The Effect of Phosphorylation at Ser-40 on the Structure and Thermal Stability of Tyrosine Hydroxylase

Abstract

Several of the common multiprotein kinases phosphorylate one or more of these sites, and phosphorylation of Ser 31 and 40 is accompanied by significant enzyme activation in vitro . It has been proposed that activation of tyrosine hydroxylase (TH) by phosphorylation of Ser-40 is because of a conformational change that triggers the release of inhibitory catecholamines bound to the active site iron. The purpose of this chapter is to further investigate the conformational and stability changes induced by phosphorylation. Bovine adrenal TH (bTH) has been made isolated.
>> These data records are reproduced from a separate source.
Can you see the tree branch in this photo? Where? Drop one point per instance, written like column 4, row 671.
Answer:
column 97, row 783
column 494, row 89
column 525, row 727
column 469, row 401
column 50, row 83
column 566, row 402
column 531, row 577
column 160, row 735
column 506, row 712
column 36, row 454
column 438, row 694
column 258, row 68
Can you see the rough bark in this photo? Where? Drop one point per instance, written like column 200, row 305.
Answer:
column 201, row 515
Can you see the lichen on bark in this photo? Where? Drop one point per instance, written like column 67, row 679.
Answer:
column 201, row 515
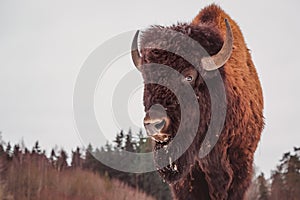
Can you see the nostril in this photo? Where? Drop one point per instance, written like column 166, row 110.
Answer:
column 160, row 125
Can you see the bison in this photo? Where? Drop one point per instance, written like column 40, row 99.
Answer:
column 226, row 172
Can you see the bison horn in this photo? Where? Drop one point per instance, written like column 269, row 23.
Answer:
column 216, row 61
column 137, row 60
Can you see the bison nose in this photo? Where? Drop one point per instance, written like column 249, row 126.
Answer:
column 156, row 129
column 154, row 126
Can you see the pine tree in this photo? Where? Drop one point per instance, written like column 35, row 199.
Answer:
column 62, row 160
column 76, row 158
column 263, row 187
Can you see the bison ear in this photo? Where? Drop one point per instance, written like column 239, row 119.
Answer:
column 216, row 61
column 135, row 54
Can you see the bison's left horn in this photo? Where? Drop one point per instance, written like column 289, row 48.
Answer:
column 223, row 55
column 135, row 54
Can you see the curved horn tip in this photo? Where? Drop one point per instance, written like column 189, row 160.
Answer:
column 216, row 61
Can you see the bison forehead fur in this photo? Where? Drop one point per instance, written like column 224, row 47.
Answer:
column 225, row 173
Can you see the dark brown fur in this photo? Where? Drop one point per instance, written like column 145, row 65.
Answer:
column 225, row 173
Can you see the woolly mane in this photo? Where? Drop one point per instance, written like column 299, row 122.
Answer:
column 226, row 172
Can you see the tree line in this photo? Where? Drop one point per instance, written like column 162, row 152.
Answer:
column 284, row 183
column 19, row 167
column 31, row 174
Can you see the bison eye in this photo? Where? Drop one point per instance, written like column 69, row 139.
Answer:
column 189, row 78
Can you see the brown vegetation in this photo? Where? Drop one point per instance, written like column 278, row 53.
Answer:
column 32, row 176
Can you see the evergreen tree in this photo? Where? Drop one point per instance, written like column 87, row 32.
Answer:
column 62, row 160
column 76, row 158
column 263, row 187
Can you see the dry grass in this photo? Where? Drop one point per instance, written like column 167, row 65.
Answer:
column 38, row 180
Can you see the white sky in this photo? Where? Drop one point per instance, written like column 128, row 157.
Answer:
column 43, row 45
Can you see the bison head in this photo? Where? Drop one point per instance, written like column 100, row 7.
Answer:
column 163, row 110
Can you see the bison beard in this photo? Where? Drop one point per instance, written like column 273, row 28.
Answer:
column 225, row 173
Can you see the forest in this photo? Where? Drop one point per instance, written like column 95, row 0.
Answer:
column 32, row 174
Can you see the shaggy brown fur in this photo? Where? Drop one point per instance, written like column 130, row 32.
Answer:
column 225, row 173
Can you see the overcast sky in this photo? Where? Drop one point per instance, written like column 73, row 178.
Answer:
column 43, row 45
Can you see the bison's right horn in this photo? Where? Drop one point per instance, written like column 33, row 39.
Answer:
column 135, row 54
column 216, row 61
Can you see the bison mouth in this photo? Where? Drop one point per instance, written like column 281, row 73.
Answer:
column 169, row 168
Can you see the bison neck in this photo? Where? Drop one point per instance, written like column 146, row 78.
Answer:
column 192, row 187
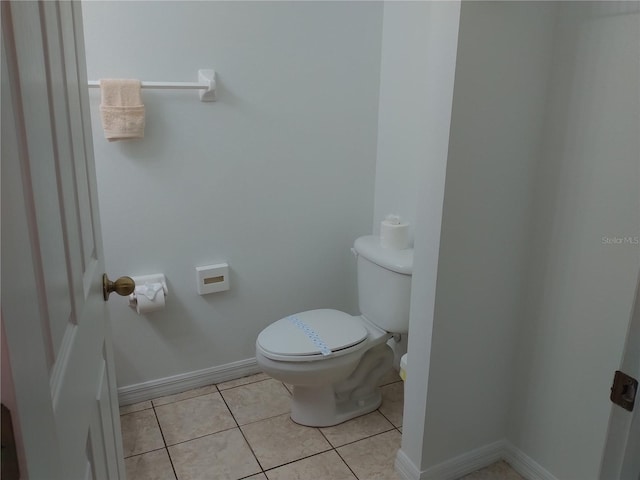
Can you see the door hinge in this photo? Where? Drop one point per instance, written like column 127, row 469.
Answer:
column 624, row 390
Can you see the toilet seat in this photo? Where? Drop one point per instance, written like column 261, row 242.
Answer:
column 312, row 335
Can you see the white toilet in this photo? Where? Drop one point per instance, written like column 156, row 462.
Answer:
column 334, row 360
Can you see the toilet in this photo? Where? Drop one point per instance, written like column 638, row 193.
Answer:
column 335, row 360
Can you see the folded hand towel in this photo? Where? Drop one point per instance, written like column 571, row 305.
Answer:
column 121, row 109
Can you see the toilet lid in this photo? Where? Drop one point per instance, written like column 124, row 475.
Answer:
column 312, row 333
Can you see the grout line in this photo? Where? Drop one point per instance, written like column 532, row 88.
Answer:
column 187, row 398
column 298, row 460
column 143, row 453
column 175, row 474
column 201, row 436
column 242, row 433
column 241, row 385
column 345, row 462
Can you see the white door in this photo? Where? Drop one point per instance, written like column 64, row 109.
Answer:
column 622, row 451
column 55, row 319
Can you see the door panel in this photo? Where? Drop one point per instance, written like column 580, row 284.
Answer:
column 55, row 318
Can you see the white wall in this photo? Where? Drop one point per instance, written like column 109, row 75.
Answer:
column 418, row 64
column 402, row 112
column 276, row 177
column 498, row 105
column 582, row 280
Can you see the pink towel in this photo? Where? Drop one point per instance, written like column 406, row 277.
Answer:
column 121, row 109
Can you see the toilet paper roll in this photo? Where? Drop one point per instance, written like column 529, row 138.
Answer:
column 144, row 304
column 394, row 233
column 149, row 294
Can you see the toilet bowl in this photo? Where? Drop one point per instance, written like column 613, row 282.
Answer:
column 335, row 360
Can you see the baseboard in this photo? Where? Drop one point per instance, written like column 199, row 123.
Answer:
column 141, row 392
column 454, row 468
column 474, row 460
column 524, row 464
column 405, row 467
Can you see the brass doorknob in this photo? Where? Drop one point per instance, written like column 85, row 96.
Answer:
column 123, row 286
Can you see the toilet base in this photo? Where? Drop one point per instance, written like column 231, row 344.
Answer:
column 328, row 405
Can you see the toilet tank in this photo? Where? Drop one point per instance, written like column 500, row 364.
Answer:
column 384, row 283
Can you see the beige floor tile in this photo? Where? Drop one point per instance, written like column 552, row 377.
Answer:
column 135, row 407
column 326, row 466
column 196, row 392
column 278, row 440
column 391, row 376
column 393, row 402
column 194, row 417
column 140, row 433
column 220, row 456
column 257, row 401
column 150, row 466
column 498, row 471
column 373, row 458
column 243, row 381
column 357, row 429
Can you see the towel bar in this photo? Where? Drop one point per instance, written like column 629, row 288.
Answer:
column 206, row 83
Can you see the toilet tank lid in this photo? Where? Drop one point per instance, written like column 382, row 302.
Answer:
column 400, row 261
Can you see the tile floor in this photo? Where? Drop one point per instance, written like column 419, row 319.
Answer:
column 241, row 430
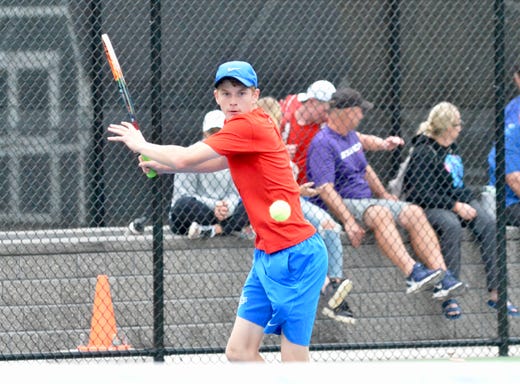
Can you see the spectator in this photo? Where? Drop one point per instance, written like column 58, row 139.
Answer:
column 353, row 193
column 275, row 299
column 336, row 287
column 304, row 114
column 206, row 204
column 512, row 157
column 434, row 180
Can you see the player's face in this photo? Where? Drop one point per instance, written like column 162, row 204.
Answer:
column 235, row 99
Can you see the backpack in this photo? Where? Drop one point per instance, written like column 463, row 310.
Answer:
column 395, row 186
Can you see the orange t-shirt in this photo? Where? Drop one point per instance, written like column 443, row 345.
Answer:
column 301, row 135
column 259, row 164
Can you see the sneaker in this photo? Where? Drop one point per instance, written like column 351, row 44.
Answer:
column 448, row 287
column 197, row 231
column 335, row 305
column 422, row 278
column 136, row 227
column 342, row 313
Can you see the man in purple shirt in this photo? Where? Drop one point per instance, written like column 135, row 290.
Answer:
column 353, row 193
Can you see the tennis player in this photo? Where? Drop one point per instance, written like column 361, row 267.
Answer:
column 281, row 293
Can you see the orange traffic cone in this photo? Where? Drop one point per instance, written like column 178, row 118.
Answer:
column 103, row 330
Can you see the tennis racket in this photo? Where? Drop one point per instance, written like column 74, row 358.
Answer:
column 123, row 88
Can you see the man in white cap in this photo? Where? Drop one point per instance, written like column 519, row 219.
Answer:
column 303, row 116
column 206, row 204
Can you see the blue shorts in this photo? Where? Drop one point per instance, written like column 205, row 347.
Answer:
column 282, row 290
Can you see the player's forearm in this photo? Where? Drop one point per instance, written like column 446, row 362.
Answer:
column 198, row 157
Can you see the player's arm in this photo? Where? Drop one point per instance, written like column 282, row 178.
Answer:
column 198, row 157
column 375, row 143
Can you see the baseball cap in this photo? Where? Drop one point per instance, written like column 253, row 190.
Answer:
column 347, row 98
column 321, row 90
column 213, row 119
column 239, row 70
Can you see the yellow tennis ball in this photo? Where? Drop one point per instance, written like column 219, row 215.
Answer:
column 280, row 210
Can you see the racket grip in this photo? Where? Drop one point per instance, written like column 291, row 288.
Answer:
column 151, row 173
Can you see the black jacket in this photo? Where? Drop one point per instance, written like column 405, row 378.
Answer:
column 427, row 182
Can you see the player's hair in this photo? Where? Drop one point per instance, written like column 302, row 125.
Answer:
column 272, row 107
column 441, row 117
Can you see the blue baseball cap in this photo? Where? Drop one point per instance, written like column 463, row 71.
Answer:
column 239, row 70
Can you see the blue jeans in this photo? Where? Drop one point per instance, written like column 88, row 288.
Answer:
column 448, row 226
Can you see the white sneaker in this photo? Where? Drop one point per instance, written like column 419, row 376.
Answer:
column 197, row 231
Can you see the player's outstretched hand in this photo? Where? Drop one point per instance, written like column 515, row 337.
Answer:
column 127, row 134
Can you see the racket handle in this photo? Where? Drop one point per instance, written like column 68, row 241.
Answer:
column 151, row 173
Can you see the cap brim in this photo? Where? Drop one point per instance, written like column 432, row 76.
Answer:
column 244, row 82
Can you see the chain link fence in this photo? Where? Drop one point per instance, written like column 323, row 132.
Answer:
column 77, row 282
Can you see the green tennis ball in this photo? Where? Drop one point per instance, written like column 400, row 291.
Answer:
column 280, row 210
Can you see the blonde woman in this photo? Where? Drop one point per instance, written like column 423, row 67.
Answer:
column 336, row 287
column 435, row 181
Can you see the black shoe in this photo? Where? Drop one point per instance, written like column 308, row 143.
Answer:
column 342, row 313
column 335, row 305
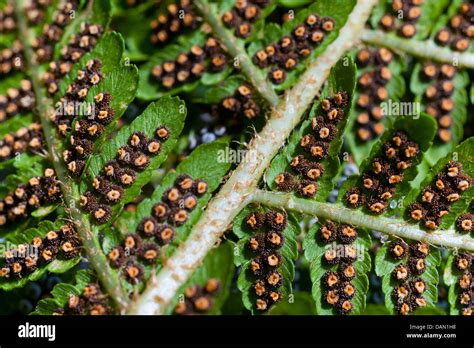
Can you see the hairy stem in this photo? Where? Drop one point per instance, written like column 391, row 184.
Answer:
column 44, row 109
column 357, row 218
column 237, row 191
column 422, row 49
column 236, row 50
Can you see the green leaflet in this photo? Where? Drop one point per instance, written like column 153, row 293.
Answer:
column 458, row 115
column 463, row 153
column 149, row 89
column 109, row 50
column 430, row 12
column 56, row 266
column 121, row 83
column 443, row 21
column 214, row 94
column 257, row 27
column 421, row 130
column 341, row 78
column 337, row 9
column 62, row 292
column 395, row 88
column 203, row 163
column 135, row 25
column 243, row 257
column 450, row 277
column 169, row 112
column 218, row 264
column 385, row 264
column 301, row 304
column 314, row 250
column 98, row 13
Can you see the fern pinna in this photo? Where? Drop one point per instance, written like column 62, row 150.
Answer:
column 310, row 157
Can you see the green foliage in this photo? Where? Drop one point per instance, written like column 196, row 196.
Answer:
column 243, row 257
column 314, row 251
column 61, row 293
column 58, row 265
column 341, row 79
column 385, row 264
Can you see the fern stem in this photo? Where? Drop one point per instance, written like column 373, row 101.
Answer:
column 237, row 191
column 236, row 50
column 44, row 108
column 385, row 225
column 422, row 49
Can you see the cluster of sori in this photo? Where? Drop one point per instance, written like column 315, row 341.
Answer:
column 52, row 32
column 198, row 299
column 79, row 45
column 92, row 301
column 461, row 29
column 435, row 200
column 408, row 294
column 465, row 222
column 179, row 15
column 266, row 246
column 133, row 3
column 339, row 290
column 190, row 66
column 17, row 100
column 35, row 10
column 438, row 96
column 39, row 191
column 465, row 284
column 173, row 211
column 73, row 105
column 241, row 103
column 372, row 87
column 317, row 145
column 26, row 139
column 120, row 172
column 408, row 12
column 11, row 59
column 378, row 185
column 285, row 54
column 26, row 258
column 7, row 19
column 242, row 15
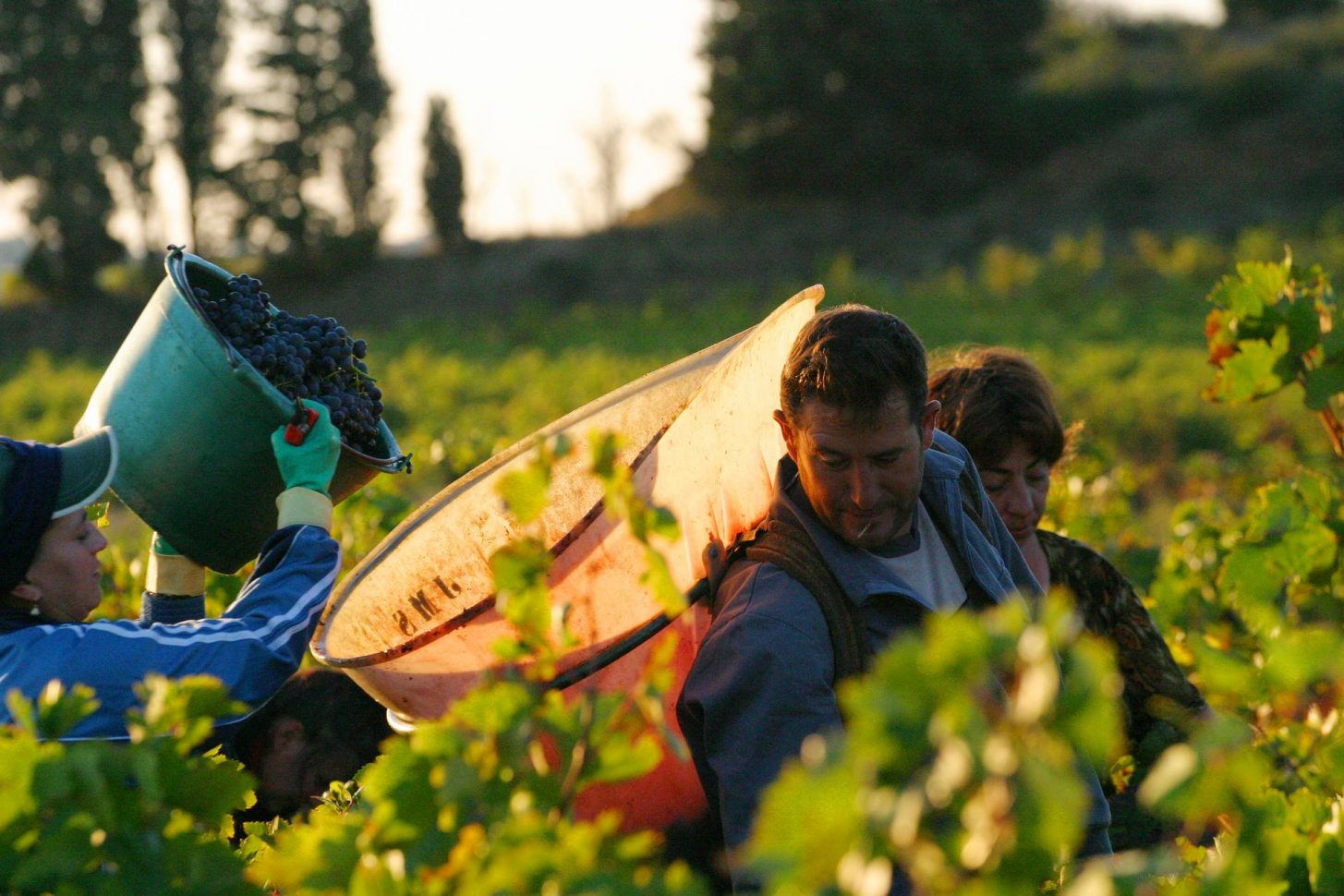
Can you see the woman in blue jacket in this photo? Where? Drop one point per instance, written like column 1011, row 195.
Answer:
column 50, row 583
The spectroscopic properties of the enzymes were examined before and after phosphorylation of Ser-40 by the catalytic subunit of bovine heart cyclic AMP (cAMP)-dependent protein kinase (PKA). The temperature-induced changes observed in the amide I band of the samples are similar to those reported previously, that is, a loss of regular secondary substructures and the emergence of band components at 1618 and 1685 cm -1 , which have been assigned to hydrogen-bonded extended structures formed upon aggregation of thermally denatured proteins. Therefore, protein unfolding can be followed by the temperature dependence of the intensity ratio of the amide I band at 1618 cm -1 and 1650 cm -1 . Phosphorylation has an opposite effect on these proteins; it decreases T m , for bTH by 4°C, whereas it increases its value by 3°C for human TH (hTH)1.